A new era in cancer therapy could be opened
later this year with the launch of a vaccine which tackles the disease in a
new way and could spell the end of chemotherapy.
Melacine is the first cancer vaccine which
has been developed as a treatment for advanced melanoma, the most aggressive
form of skin cancer which claims 2,000 lives a year in the UK. The drug is
expected to win approval from the US Food and Drugs Administration within
the next six months after trials in patients showed ‘promising’ results.

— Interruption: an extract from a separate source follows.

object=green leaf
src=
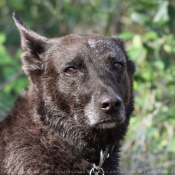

A further five or six cancer vaccines are in
the pipeline and are expected to be launched within the next two years. Some
experts predict that they could spell the end of chemotherapy: treatment
with large doses of toxic drugs whose effects can be worse than the disease:
and usher in kinder therapies for people with cancer.
Cancer vaccines are so called because they
work by harnessing the body’s immune system to fight the disease. They
differ from conventional vaccines because they are given as a treatment
rather than to prevent disease.
They are the first new class of drugs for
cancer in a decade since the taxanes were developed in the late 1980s. These
include the drugs Taxol, for advanced ovarian cancer, which is derived from
the bark of the Pacific yew tree and Taxotere, for advanced breast cancer.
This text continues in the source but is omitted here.